What effects does palm oil production have on the environment and society?
In total, 50 billion kilograms of palm oil is produced annually, supplying over 30% of the world’s vegetable oil production. This single vegetable oil is found in approximately 40-50% of household products.
Global production of palm oil has doubled over the last decade. By 2000, palm oil was the most produced and traded vegetable oil, accounting for 40% of all vegetable oils traded internationally. By 2006, the percentage had risen to 65%. The worldwide demand for palm oil is expected to double again by 2050 to 240 billion kilograms.
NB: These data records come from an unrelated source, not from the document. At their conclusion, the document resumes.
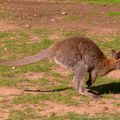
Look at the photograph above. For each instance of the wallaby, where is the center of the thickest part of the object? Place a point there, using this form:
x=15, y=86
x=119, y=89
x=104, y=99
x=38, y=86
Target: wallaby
x=80, y=54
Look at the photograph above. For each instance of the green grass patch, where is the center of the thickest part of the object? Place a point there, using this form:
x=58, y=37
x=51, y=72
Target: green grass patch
x=72, y=33
x=27, y=114
x=92, y=1
x=112, y=14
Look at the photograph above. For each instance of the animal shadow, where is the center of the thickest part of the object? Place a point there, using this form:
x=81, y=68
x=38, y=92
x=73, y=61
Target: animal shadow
x=53, y=90
x=107, y=88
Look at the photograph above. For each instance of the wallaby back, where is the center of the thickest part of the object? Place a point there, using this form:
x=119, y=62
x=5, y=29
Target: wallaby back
x=30, y=59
New plantations are being developed and existing ones are being expanded in Indonesia, Malaysia and other Asian countries, as well as in Africa and Latin America. However this expansion comes at the expense of tropical forest.
The industry is linked to major issues such as deforestation, as the land and forests must be cleared for the development of the palm oil plantations. The tree roots anchor the soil, deforestation removes this important structure, allowing heavy rains to wash away nutrient soil. Crop fields begin to decline and farmers then have to use expensive fertilisers, which eat into their profits and applies further damage to the environment. According to the World Wildlife Fund, an area the equivalent size of 300 football fields of rainforest is cleared each hour to make way for palm oil production. This large scale of deforestation is pushing many species to extinction.
Another major issue linked to palm oil production is global warming. The palm oil plantations release pollution into the atmosphere speeding up global warming. Without the forests and trees there is a lack of oxygen therefore carbon dioxide will build up in the atmosphere and speed up global warming as well.